As node is used as coverage tool, including its c8 helper, having no way to improve ESM modules code coverage, if not by running the same test multiple times with different versions of node, something that won't likely sum up coverage within its exported data, seems a big limitation.

I personally develop, and publish, dual modules, which is why I can use the CJS version of my modules within the test folder and invalidate these whenever I need, if I need, but as we're moving forward, I'd like to stop being forced to publish dual modules because I can't code-cover their cross-env/browser/node behavior.

As summary: does this need to involve TC39, instead of being a technical decision made in node, for node only?

bmeck commented 3 years ago

@WebReflection with the mandates from https://tc39.es/ecma262/#sec-hostresolveimportedmodule and other host hooks, yes it does need TC39 to loosen those somehow or work around the issue

WebReflection commented 3 years ago

@bmeck but couldn't a special flag enforce ignoring this step?

Each time this operation is called with a specific referencingScriptOrModule, specifier pair as arguments it must return the same Module Record instance if it completes normally.

Something like this:

node --expose-dyamic-import-invalidation-at-your-own-risk-and-with-performance-issues

would work ... literally any way would work, as long as there's a work-around, otherwise dual modules it is to me, as that worked well to date.

bmeck commented 3 years ago

@WebReflection it would require altering the VM (V8) to allow this, V8 generally is fragile enough around modules (see long outstanding https://bugs.chromium.org/p/v8/issues/detail?id=10284 ).

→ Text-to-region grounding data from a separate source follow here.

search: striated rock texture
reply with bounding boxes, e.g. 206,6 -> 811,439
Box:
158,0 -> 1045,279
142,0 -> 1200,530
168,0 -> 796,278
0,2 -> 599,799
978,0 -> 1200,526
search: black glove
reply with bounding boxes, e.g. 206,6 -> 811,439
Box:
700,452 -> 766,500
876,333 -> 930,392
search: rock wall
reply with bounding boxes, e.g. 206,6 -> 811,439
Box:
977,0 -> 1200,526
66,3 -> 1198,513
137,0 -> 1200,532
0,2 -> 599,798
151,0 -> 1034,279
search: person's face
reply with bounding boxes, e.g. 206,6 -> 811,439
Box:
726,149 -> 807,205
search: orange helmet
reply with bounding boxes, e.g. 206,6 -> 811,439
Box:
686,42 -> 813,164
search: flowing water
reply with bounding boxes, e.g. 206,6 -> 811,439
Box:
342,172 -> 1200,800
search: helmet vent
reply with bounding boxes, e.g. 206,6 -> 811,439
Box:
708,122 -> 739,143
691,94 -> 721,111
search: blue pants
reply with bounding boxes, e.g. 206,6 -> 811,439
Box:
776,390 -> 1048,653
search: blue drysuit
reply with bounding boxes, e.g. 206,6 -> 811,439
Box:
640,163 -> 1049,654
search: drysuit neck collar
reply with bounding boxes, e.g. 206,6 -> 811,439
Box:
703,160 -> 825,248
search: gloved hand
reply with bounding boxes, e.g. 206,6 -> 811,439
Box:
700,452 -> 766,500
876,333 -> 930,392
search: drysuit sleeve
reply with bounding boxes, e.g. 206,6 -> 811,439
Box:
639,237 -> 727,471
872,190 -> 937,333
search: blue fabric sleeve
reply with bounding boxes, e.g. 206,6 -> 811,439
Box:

I don't think this would be simpler than import.meta.hot that was talked about and a simple signaling mechanism.

WebReflection commented 3 years ago

@bmeck well, if import.meta.hot solves this, I'll happily wait. It wasn't mentioned in this thread, and it's the first time I read about it. If there's any link around this topic, I'd love to read it and try to figure out if that solves the current limitation, thanks.

devsnek commented 3 years ago

afaict, everyone who wants this functionality actually wants HMR. Maybe it would be more productive to bug a V8 product manager about HMR than to bug node about breaking cache invariants we don't control.

WebReflection commented 3 years ago

@devsnek we're having a conversation and it's been productive to me, as I've learned about import.meta.hot which I didn't know. As I still think HMR should not land on the Web, I was hoping node could've done something to help having HMR in development mode, but if that's not the case, then this issue could, as well, be closed.

katywings commented 3 years ago

Anyone here tried to just rename the lib folder of your project to lib1, lib2, lib3, counting up, each time a file changes? This might be a workaround 😅🙈

GeoffreyBooth commented 3 years ago

@WebReflection I think the issue is deeper than Node (others can correct me). Even if Node invalidates its cache, V8 won’t let it replace the ES module that’s already been loaded in V8. At least, that’s how things stand at the moment with V8, as far as I know. There was hope that a DevTools protocol, Debugger.setScriptSource if I’m remembering correctly, would let us tell V8 to change the contents of a loaded module; but that turned out not to work out.

guybedford commented 3 years ago

Tbh a require('module').globalCache Map being exposed might not be the end of the world and surely doesn't need TC39. The hard part is not exposing the private module wrap interface and wanting to provide dependency graph metadata for clearing ancestors.

ljharb commented 3 years ago

Wouldn't a global module map be incompatible with import maps support, since each module potentially has a contextually scoped module map?